San Diego is home to the oldest living Pearl Harbor survivor, Ray Chavez, 103, of Poway. Born in San Bernardino, Ray was serving on the minesweeper USS Condor as a Seaman First Class at 4am the morning of December 7th, sweeping the harbor for mines when his crew spotted the periscope of a Japanese sub. After the sub blew up, Ray was off duty and home asleep when the harbor exploded with bombs and his wife woke him with the news that Pearl Harbor was under attack. After leaving the Navy in 1945, Ray served as a groundskeeper at UCSD for 30 years, and after retirement started a landscaping business that he ran until he was 96. After a fall in 2012 which impaired his walking and caused a lot of pain, Ray took up weightlifting at a gym in Rancho Bernardo, working with a trainer whose work with a 100-year-old widow made the news in 2013. Ray now works out twice a week, has buffed up with 20 pounds of muscle, and dropped his body fat down to 7%! Needless to say, he’s a star at his gym, and as the oldest living Pearl Harbor survivor, has attended memorial events honoring him and his service throughout the year.
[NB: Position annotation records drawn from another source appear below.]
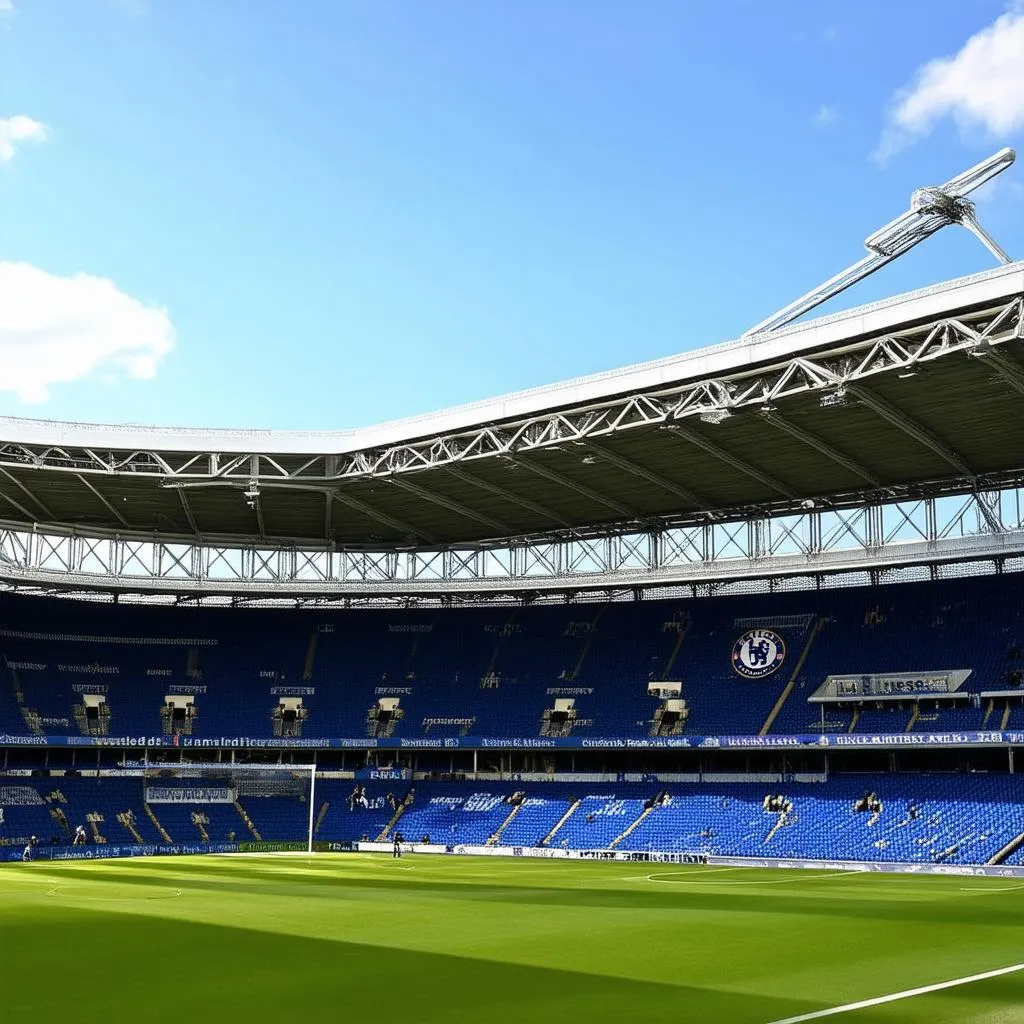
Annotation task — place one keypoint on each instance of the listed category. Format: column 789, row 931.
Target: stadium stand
column 914, row 818
column 72, row 668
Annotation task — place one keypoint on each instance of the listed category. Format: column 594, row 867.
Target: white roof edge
column 730, row 356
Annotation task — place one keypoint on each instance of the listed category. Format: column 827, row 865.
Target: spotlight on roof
column 833, row 399
column 715, row 416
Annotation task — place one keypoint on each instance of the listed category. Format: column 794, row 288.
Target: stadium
column 687, row 691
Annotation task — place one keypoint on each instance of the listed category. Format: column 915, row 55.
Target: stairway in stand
column 496, row 838
column 152, row 815
column 639, row 820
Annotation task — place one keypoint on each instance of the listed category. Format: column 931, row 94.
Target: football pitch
column 425, row 939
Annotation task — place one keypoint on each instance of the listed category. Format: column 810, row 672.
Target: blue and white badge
column 758, row 653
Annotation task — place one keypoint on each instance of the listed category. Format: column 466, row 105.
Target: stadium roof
column 916, row 394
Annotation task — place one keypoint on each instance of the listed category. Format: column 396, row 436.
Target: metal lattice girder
column 981, row 525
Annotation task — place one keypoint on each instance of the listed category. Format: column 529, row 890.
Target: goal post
column 255, row 807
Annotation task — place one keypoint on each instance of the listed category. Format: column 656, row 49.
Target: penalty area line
column 907, row 994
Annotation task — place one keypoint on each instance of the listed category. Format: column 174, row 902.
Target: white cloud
column 54, row 330
column 825, row 116
column 982, row 86
column 16, row 131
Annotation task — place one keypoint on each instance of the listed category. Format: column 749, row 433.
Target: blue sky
column 321, row 214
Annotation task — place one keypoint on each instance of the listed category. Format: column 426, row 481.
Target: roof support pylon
column 932, row 208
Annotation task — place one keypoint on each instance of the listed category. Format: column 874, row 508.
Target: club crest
column 758, row 653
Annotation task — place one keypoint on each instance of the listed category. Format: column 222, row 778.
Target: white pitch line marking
column 895, row 996
column 990, row 889
column 735, row 882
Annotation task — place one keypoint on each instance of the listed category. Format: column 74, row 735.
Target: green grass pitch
column 451, row 939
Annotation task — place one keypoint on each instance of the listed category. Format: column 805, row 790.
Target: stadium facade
column 758, row 600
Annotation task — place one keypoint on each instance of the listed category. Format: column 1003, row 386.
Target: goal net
column 254, row 807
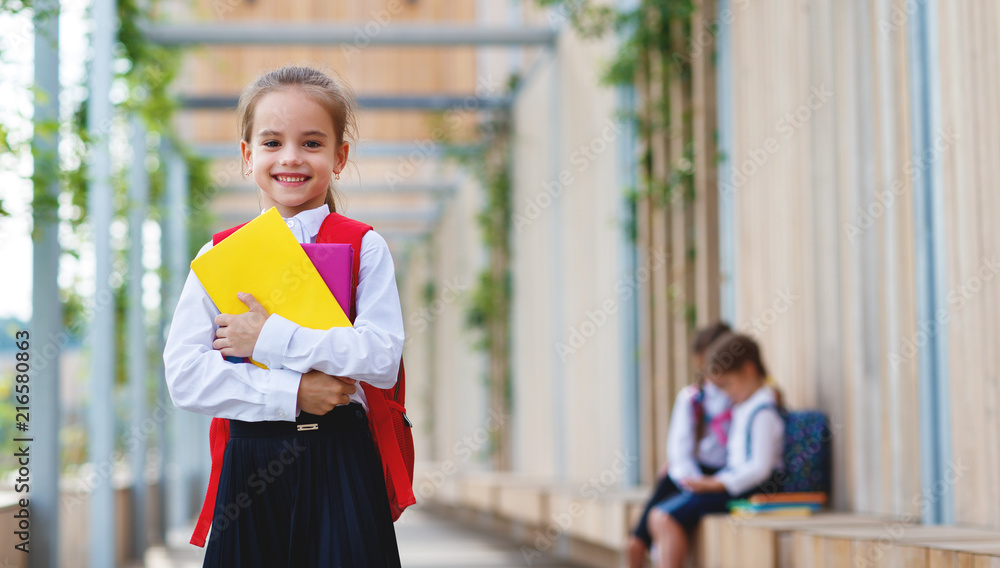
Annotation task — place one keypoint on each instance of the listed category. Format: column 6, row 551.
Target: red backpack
column 390, row 428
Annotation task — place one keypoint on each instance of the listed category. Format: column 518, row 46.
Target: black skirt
column 303, row 494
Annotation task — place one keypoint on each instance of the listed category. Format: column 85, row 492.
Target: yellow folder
column 264, row 259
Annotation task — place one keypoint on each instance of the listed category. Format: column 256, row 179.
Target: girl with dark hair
column 753, row 450
column 696, row 441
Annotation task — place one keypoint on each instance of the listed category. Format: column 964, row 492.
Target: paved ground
column 425, row 540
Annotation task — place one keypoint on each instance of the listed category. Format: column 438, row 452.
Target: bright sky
column 16, row 76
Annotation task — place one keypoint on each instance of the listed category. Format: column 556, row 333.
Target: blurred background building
column 565, row 207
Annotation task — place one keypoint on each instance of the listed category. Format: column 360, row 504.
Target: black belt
column 305, row 422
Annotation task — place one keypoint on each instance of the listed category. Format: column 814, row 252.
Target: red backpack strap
column 218, row 436
column 339, row 229
column 397, row 470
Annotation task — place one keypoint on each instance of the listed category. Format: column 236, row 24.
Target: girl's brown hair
column 329, row 92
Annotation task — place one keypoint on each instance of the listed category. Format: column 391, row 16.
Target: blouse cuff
column 734, row 484
column 282, row 401
column 272, row 343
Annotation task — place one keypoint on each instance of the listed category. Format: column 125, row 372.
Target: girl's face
column 293, row 151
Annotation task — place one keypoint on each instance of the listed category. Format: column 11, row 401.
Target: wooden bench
column 594, row 530
column 725, row 541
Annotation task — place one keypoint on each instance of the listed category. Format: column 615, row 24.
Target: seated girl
column 696, row 441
The Pearl Harbor Survivors Association, founded in 1958, used to host meetings every five years in Hawaii, to commemorate the event, and remember those lost. But the national group disbanded in 2011, on the 70th anniversary, in the face of the small number of survivors left, the restrictions of failing health, and the difficulty such a long trip would present to the remaining members. However, the torch of remembrance has passed to the group Sons and Daughters of Pearl Harbor Survivors Association, formed by the children of the survivors, and by those who were children at the time of the attack. San Diegan Joanne “Joedy” Adams is head of membership of the San Diego Pearl Harbor Survivors Association, whose current roster lists just 22 members this year. But she is also a member of the Sons and Daughters of Pearl Harbors Survivors, and she spends her free time telling the story of Pearl Harbor to local 5th and 6th graders. On December 7th, 1941, she was 12 years old, at home on the Kaneohe Bay Naval Base, and getting ready to go to church, when she heard the noise of planes overhead and bombs in the harbor. She and her mother fled the base, and sheltered with the other base families and civilians far from the harbor, while her father went to the harbor to fight back.
Both Joedy and Ray are pieces of living history that San Diego is lucky to have. Several communities and organization around the city hosted ceremonies on Monday the 7th honoring those who served, and remembering those lost, on December 7th, 1941. This is a timely reminder that history lives all around us, especially here in San Diego, and that remembering history is the best way to respect the sacrifice of those came before.